Dienstag, 2. Juli 2013

Nichts ist unendlich, so sieh das doch ein...

...heißt es in "Als ich fortging" von Karussell.

Da steckt dann auch schon so ziemlich der ganze Stoff dieses Blogposts. "Als ich fortging" bezieht sich in diesem Fall darauf, dass Menschen ab und zu natürlich umziehen. Und wie wir alle wissen, gibt es Situationen, in denen man selbst einen Umzug durchaus sehr notwendig findet, das Jobcenter aber ganz anderer Ansicht ist. In solchen Fällen tritt dann ein, was gemeinhin als "Deckelung" der Miete bekannt ist. Ist die neue Wohnung teurer als die alte, dann bekommt man dauerhaft auch in der neuen Wohnung maximal die alte Miete als Bedarf zuerkannt. Und für diese begrenzte Übernahme der aktuellen Mietkosten gibt es aus Sicht der Jobcenter keine zeitliche Befristung.

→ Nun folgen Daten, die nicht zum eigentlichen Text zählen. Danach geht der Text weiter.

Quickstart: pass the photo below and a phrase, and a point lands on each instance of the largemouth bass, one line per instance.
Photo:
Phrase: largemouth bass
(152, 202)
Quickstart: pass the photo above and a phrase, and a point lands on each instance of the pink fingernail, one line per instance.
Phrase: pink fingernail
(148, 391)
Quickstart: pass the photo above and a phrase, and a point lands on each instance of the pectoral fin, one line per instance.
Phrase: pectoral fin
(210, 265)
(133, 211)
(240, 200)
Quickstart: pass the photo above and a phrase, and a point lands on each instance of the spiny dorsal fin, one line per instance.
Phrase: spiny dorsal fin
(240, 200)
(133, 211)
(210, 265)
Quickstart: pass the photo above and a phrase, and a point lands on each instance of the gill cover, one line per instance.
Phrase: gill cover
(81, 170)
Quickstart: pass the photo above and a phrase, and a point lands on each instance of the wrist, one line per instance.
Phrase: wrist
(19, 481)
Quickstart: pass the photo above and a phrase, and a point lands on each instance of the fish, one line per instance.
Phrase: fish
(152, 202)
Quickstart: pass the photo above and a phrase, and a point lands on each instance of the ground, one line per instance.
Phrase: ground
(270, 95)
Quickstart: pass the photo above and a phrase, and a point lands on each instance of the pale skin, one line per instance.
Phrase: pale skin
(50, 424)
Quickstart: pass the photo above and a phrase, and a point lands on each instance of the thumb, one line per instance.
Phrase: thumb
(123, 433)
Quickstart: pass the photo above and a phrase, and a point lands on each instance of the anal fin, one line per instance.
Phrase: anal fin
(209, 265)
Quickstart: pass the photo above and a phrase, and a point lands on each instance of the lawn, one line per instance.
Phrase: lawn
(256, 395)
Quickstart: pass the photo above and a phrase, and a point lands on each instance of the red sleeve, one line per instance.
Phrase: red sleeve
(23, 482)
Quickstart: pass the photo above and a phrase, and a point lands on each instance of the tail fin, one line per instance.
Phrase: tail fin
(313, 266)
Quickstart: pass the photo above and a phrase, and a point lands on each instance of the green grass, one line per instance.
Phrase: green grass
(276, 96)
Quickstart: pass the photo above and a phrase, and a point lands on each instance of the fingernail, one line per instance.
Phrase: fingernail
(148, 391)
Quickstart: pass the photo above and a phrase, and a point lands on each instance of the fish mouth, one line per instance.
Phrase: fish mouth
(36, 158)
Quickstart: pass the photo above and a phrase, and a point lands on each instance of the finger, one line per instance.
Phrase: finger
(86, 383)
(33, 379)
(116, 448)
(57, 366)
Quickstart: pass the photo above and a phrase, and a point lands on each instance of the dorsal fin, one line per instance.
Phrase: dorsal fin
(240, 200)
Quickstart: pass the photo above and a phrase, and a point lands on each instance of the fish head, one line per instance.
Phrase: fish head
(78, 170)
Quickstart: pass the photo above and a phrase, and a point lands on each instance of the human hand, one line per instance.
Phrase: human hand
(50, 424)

Die meisten Menschen, die von dieser Deckelung betroffen sind, nehmen das aus meiner Erfahrung hin. Ich möchte aber an dieser Stelle darauf hinweisen, dass die Begrenzung auf die alte Miete auch in Fällen von objektiv nicht notwendigen Umzügen als "ewige" Deckelung nicht in Stein gemeißelt ist.

Das Berliner Sozialgericht hat in mindestens zwei Urteilen 2010 und 2011 festgestellt, dass die Deckelung durchaus ein Ende haben kann. Zunächst sei zu prüfen, ob für die alte Wohnung nach dem Auszug eine Notwendigkeit des Auszugs entstanden sein könnte. Ist also ein Alt-Mietvertrag befristet gewesen oder wurde die NachmieterIn zwischenzeitlich wegen Eigenbedarf gekündigt oder ist die Wohnung gar in eine Eigentumswohnung umgewandelt worden, dann ist die Deckelung aufzuheben.

Zumindest aber müsse nach einem Zeitraum von zwei Jahren (wird in einem der beiden Urteile als Frist genannt) eine als normal anzunehmende Mietsteigerung zu berücksichtigen. Es kommt hierbei auch nicht darauf an, dass man die Steigerung, die man in der alten Wohnung ohne Auszug später hätte hinnehmen müssen, nachweisen kann. Denn keine VermieterIn wird sich bereit erklären, sich spekulativ über eventuell erfolgte Mietsteigerungen eines beendeten Mietverhältnisses zu äußern. Hier soll es reichen, dass die objektiven allgemeinen Daten über Mietsteigerungen (z.B. im Mietspiegel) herangezogen werden.

Wer also vor mehr als zwei Jahren ohne Zustimmung des Jobcenters umgezogen ist und aktuell nur die Miete der vorherigen Wohnung als Kosten der Unterkunft bewilligt bekommt, sollte ernsthaft in Erwägung ziehen, aktuelle Bescheide mit Widerspruch/Überprüfungsantrag oder auch Klage anzugehen. Die Urteile, auf die man sich dabei berufen kann, sind folgende: S 82 AS 7352/09 aus dem Jahr 2010 und S 37 AS 14345/11 von 2011. Beide vom Sozialgericht Berlin.